三个月前,大唐秦王李世民在玄武门弑兄杀弟,其后囚禁生父,于两月前在东宫显德殿即皇帝位。

玄武门之变已过去三月,秋风中却似乎还残留着鲜血的味道。

送爽的秋风,在今年显得格外森寒刺骨。

大街上,行人步履匆匆,便是打个招呼也是轻声细语,不欲多言的模样。

对于生活在长安城里的百姓而言,街上时不时跑过的玄甲军如同杀神降世,隐匿在暗处的百骑司犹如索命的阎罗。

天子脚下,谁家还没有一两个吃公家饭的亲戚,消息灵通得很,隔三岔五的就能听到坊间流传出的某某权贵全家下狱的消息。

兼之得知唐帝国的权力变更的颉利可汗,发兵十余万人,南下进攻泾州,一路挺进到武功,大唐都城长安受到威胁,长安城戒严。

所以这段时间,大半个长安城几乎如同鬼蜮,上至公卿,下至黎民,都提心吊胆的。

虽说如今没了突厥的威胁,可长安城里的士卒并未减少分毫,都怕哪天自家莫名其妙的成为了叛逆,不是凶神恶煞的玄甲军破门而入,就是被隐匿在暗处的百骑司深夜割喉。

·······

·······

在长安西市,有间客栈,四四方方,二层小楼,没有牌匾,只有一个幡子。

挂着幡子的木棍斜插在大门右边的门框上,秋风拂来,晃悠来晃悠去,瞧着就觉得悠闲。

那幡子上绣着四个大字:太平客栈!

李唐立国九年,世道却未真正的太平,相较于分量极重的“太平”二字,这座二层小楼着实有些不起眼,白色的墙皮已经剥落大半,露出其下的青砖,屋顶上的黑瓦也有些残缺不全,在这长安西市显得格外寒酸。

客栈分两层,一楼大堂里除了柜台之外,摆着十几张八仙桌和配套的长凳,供客人喝酒吃饭,二楼可以住人,但此刻大堂并无客人,只有客栈掌柜和店里的伙计。

三三两两的小二正趴在桌上打盹,偶尔醒过来,也是给灌进来的秋风吹醒的。
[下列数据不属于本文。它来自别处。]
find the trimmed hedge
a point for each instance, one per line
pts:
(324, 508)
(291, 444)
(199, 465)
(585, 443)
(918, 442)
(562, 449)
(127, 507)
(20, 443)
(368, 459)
猛地哆嗦一下,惊醒过来,扫视一圈,瞥一眼那个柜台后的掌柜,裹了裹身上的衣衫,继续睡去,似乎完全没把掌柜的放在眼里。

掌柜的瞧着四十多岁的样子,身形清瘦,穿着一袭洗得有些发白的青色布袍,头上稀松的头发梳理的齐齐整整,打理的一丝不苟,不像是个生意人,更像个教书先生,站在黑漆柜台的后面,看着街景忧心忡忡。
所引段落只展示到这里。